Encuentro que la comodidad de la instalación, que conlleva la factura cotidiana de la rutina, es más llevadera que la sorpresiva inestabilidad de los cambios. Pero las transformaciones son necesarias, naturalmente necesarias. Puestos a mirar detenidamente la dinámica de la naturaleza viva, todo cambia. El plus de la humana racionalidad siempre induce a pensar si esos cambios son para bien o para mal. Bien o mal, ¿categorías necesarias para aceptar el cambio?
No piensa la oruga si es bueno o malo convertirse en mariposa, lo hace. No juzgan los árboles la conveniencia de cambiar de hojas, o las víboras de piel, o los perros de pelo. Con todo, siempre pondremos en tela de juicio el cambio, propio o ajeno. Y sin embargo es inevitable: nacemos para cambiar. La metamorfosis es ineludible.

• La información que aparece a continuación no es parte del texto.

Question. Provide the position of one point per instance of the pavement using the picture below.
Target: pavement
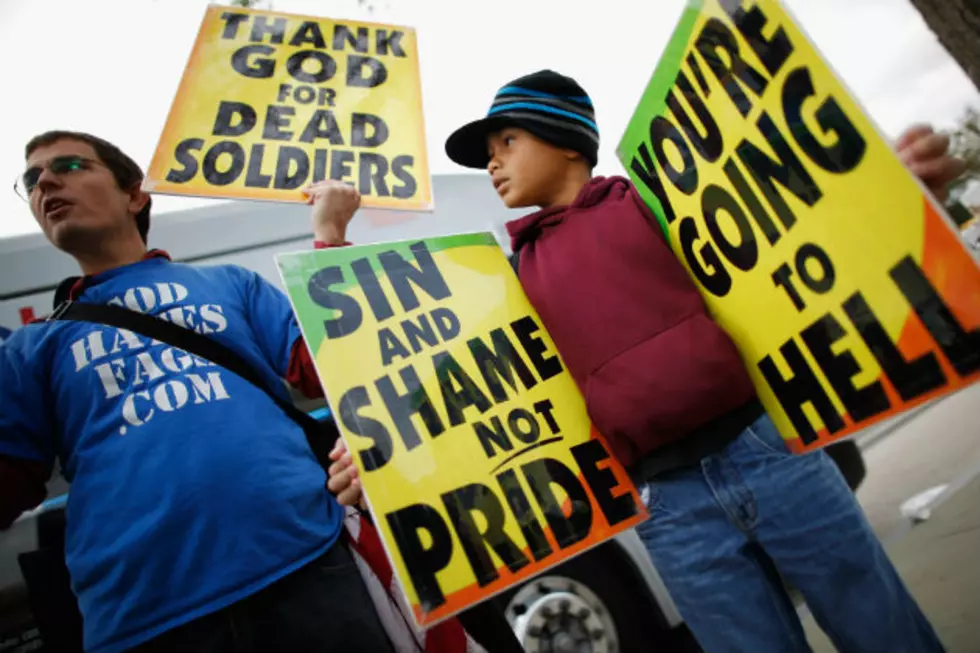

Confieso que estoy cambiando, y mucho. ¿Bueno, malo? Siento que simplemente es una cuestión que se veía venir, y que por otro lado esta teniendo consecuencias vitales en mi momento actual. Por una suerte de beneficio, era necesario cambiar de piel, despojarme de mis seguridades y enfrentarme a mi propia metamorfosis personal con todo lo que ello implica: dolor, renuncia, elección, transformación. Nueva piel, nuevo ser.
Y de cara al sol, sólo queda una cosa por decidir: sufrirlo o disfrutarlo.